Despite what may have been taught in early school days, the planet is running out of clean water, Barlow said. Through displacement of clean water, water tables are steadily being destroyed, which is creating a global crisis, she said.
‘Water is the gold of our time,’ Barlow said.
Humans are using water supplies faster than they can be replenished because newer technologies are available, Barlow said. A survey found that demand for water will outgrow supply by 2030, she said.
Lack of access to clean water is the largest killer of small children, and every three seconds, a child dies of a waterborne illness in developing countries, Barlow said. The issue is the largest human rights issue at present, she said.
Barlow insisted on the recognition of water as a human right. Barlow said a resolution that confirmed the right to water and sanitation for all human beings was passed in the U.N. General Assembly in June 2010.
Joey DiStefano, a freshman environmental engineering major who attended the lecture, agreed with Barlow and said having water is a human right, and something people require daily.
‘Drinking water is just the same as breathing air,’ he said.
To alleviate the global water crisis, Barlow said it is necessary to conserve and protect water at its natural sources, along with recognizing it as a public trust.
‘Nobody should be unable to receive water because they can’t pay for it,’ Barlow said. ‘We have to change the way we live, socially and globally, based on principles of equity, justice and sustainability.’
Barlow denounced the consumption of bottled water if clean, safe tap water is available. More than 250 billion liters of water are put into plastic bottles, and if placed one on top of the other, the tower of bottles would reach the moon and back 65 times, Barlow said.
There is no substitute for water, and it has already begun to spur conflict between the rich and poor, Barlow said.

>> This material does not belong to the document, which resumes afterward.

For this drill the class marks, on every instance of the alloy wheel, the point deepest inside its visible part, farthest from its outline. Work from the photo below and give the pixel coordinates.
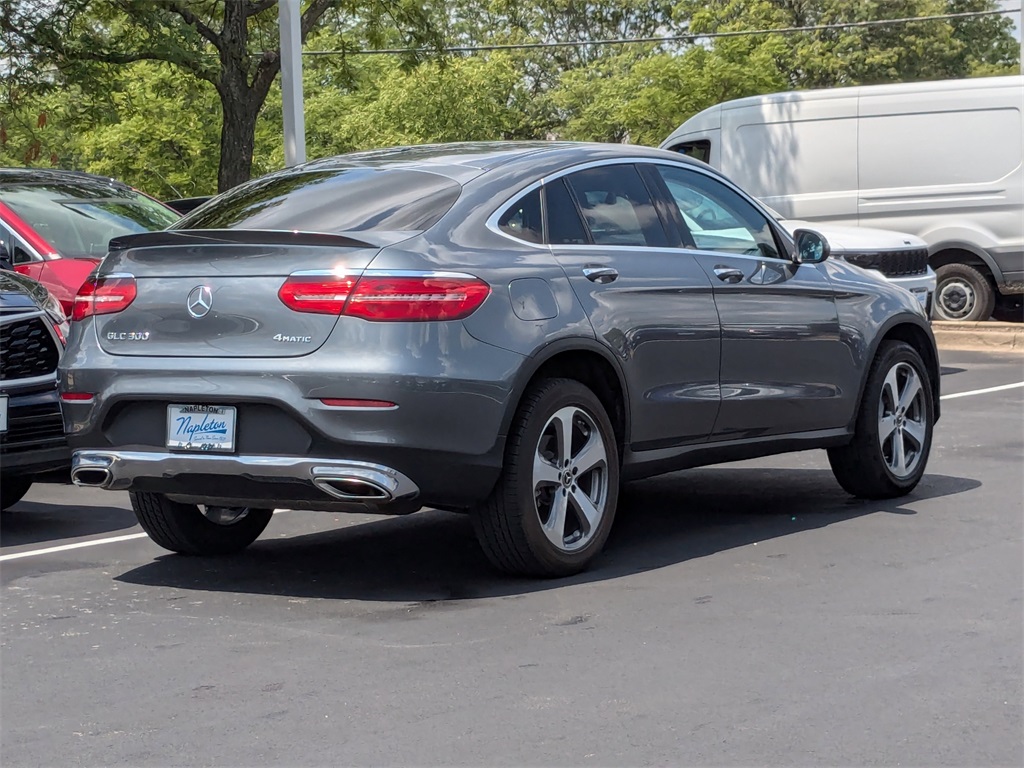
(570, 478)
(902, 420)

Clear examples of this can be found in resort areas where five-star hotels are located in close proximity to extreme poverty, like in the case of the man from Mexico.
To address the water crisis, it needs the same political attention as that of the climate crisis, Barlow said. Though individuals can aid the effort by paying attention to their own water usage, large companies use the majority of the world’s water supply, Barlow said. Private sector interests participate in water trading, buying out small farmers’ water property rights and hoarding them, she said.
Large companies often exploit poor areas for their water supplies, depriving them of what little they may possess, Barlow said. Though there is a large fight by activists against companies in developing countries, Barlow said the world is still witnessing the enclosure of water commons by private sector interests.
Water can teach people how to live with one another, but the road to fixing the crisis is not going to be easy, Barlow said.
‘We must remember what we were all born to do,’ Barlow said. ‘Leave the world a better place.’